Figure 7—figure supplement 1. Short-term plasticity from VCN and IC inputs onto medial olivocochlear neurons was observed with axonal and terminal level light stimulation.

(A) Schematic illustrating the positioning of a X40 objective lens at varying distances with respect to a recording pipette attached to an medial olivocochlear (MOC) neuron (not to scale). For both ventral cochlear nucleus (VCN) and inferior colliculus (IC) inputs, the objective lens was moved either toward or away from the IC in 230 µm increments.

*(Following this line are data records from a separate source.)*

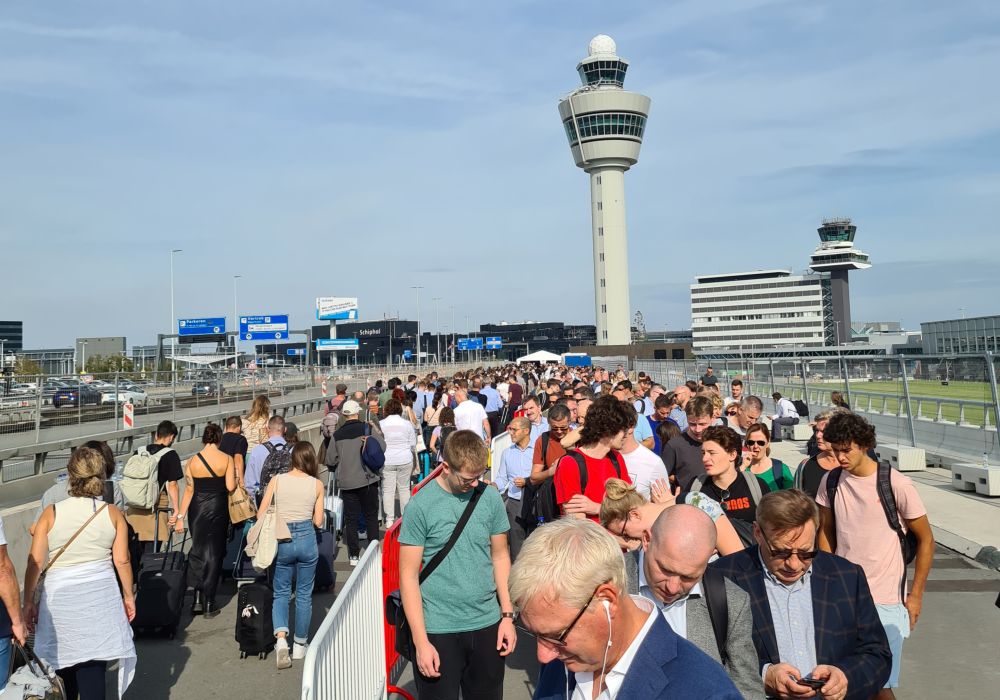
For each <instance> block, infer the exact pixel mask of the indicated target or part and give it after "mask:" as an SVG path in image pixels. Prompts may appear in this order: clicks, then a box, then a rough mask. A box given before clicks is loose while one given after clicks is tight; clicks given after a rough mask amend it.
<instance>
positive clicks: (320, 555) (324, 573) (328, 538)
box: [313, 530, 337, 591]
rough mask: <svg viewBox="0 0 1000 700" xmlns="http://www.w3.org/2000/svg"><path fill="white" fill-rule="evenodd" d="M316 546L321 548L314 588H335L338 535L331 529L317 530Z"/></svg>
mask: <svg viewBox="0 0 1000 700" xmlns="http://www.w3.org/2000/svg"><path fill="white" fill-rule="evenodd" d="M316 547H317V549H319V559H318V560H317V561H316V580H315V582H314V583H313V590H321V591H326V590H329V589H331V588H333V583H334V581H335V580H336V576H335V574H334V573H333V561H334V559H335V558H336V556H337V536H336V535H335V534H333V533H332V532H330V531H329V530H317V532H316Z"/></svg>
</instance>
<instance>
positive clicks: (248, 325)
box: [240, 314, 288, 340]
mask: <svg viewBox="0 0 1000 700" xmlns="http://www.w3.org/2000/svg"><path fill="white" fill-rule="evenodd" d="M240 337H241V338H242V339H243V340H284V339H286V338H287V337H288V314H284V315H281V316H240Z"/></svg>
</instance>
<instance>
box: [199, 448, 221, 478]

It was assumed that axonal stimulation of IC input resulted in orthodromic activation, while axonal stimulation of VCN input resulted in antidromic activation, as VCN-originating T-stellate neurons project to the IC, further confirming that T-stellate neurons make functional depressing synapses onto MOC neurons. (B) Example traces of EPSCs evoked from activating IC inputs at varying distances from the recording pipette. Numbers −1 through 5 correspond to the objective positions illustrated in panel (A). As the objective lens was moved further from the recording location, EPSC onset was delayed. The EPSC amplitude often reduced, likely due to a lower probability of intact fibers at distances farther from the recording site. Each trace was an average of 20 sweeps, low-pass Bessel filtered at 3000 Hz, and baselined to 0 pA. (C) A plot showing the increase in delay from the first EPSC with increasing distance from the recorded MOC neuron. The ‘onset’ of each EPSC was measured at −5 pA from baseline. Data from IC and VCN were not significantly different and the data were combined (N = 9 at 0 through 690 µm, N = 8 at 920 µm, and N = 5 at 1150 µm). Axon velocity was determined from the slope of a linear fit of the mean data ($y=0.00175*x-0.3844,r^2=0.989$). Error bars are ± SEM. (D) Light stimulation of VCN or IC inputs at varying distances from the recorded MOC neuron had no effect on short-term depression or facilitation, respectively (for IC input, N = 4 at 0 through 690 µm, N = 3 at 920 through 1150 µm; for VCN input, N = 5 at 0 through 920 µm, N = 2 at 1150 µm). Error bars are ± SEM.